A word of explanation. A few decades ago Elisabeth Schussler Fiorenza described a hermeneutics of suspicion as one feminist strategy for engaging the Bible (among others). She meant that feminist readers may safely assume the biblical authors downplayed the contributions of women. A hermeneutics of suspicion, then, looks for signs of women's agency and history where it's not emphasized. I've oversimplified things, but a hermeneutics of suspicion, properly speaking, is primarily a creative strategy -- not a destructive one.
Apparently some people (and I'm not naming them out of charity) feel a need to defend the Bible from its supposed attackers. They invoke "hermeneutics of welcome" or "hermeneutics of sympathy" to suggest that they're open to biblical truth -- while those who differ from them employ the more hostile "hermeneutics of suspicion." It's a specious argument, cowardly even, because it suggests that only one mode of interpretation really values the Bible.
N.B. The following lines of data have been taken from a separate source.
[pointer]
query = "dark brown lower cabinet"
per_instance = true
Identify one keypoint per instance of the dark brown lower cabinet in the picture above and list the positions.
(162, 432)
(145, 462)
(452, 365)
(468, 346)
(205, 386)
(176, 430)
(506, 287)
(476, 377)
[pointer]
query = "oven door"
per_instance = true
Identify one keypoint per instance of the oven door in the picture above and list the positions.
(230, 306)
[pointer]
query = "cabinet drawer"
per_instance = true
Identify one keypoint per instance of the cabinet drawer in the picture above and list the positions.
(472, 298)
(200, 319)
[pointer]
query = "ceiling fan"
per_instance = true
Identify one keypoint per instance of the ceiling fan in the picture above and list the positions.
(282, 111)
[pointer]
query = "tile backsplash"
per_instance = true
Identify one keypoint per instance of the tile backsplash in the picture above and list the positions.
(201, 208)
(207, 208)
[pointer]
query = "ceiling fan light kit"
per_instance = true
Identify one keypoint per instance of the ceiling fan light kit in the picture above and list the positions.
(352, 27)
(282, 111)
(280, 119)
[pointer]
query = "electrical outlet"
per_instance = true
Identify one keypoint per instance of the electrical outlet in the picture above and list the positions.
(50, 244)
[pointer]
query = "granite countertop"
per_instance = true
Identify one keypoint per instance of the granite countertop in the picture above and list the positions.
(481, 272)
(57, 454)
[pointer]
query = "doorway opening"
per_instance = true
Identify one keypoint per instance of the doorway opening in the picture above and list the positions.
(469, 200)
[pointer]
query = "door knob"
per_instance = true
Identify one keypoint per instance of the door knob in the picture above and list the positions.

The real truth is, relatively few interpreters set out to find negative things to say. Many more of us, however, find ourselves passionately engaged with scripture -- to the point that the Bible continually surprises us. Sometimes it says things we wish it wouldn't. Sometimes it confronts us with questions we'd never thought to ask. Sometimes signs of hope, grace, and correction leap from the page and into our hearts. Rather than a hermeneutics of suspicion, let's call this a hermeneutics of passion (copyright right here). What about it?
"Passion" in its truest sense means the capacity to be acted upon. I don't mean primarily the passion of desire, often eroticized (more below), but the passion of wild openness to the encounter of the text. I'm talking about a deep engagement, one in which we readers make ourselves vulnerable to the encounter. I'm talking about the possibility that we cannot predetermine interpretive outcomes. I'm talking about passion.
And yes, I'm talking about the passion of desire, eroticize it if you will. We come to the Bible from a lack, a deficit, a need. We come from a world that keeps selling us petty things all glittered up. Music overproduced. Food overportioned. Bodies over-Photoshopped. We lust for something that calls us beyond ourselves, a reality that fills us truly, a set of relationships that lead to transformation. We read passionately.
So... my resolution for today. When someone dismisses another interpretation with the "hermeneutics of suspicion" label, I'm gonna call them out as they cowards they are. It's a hermeneutics of passion, people!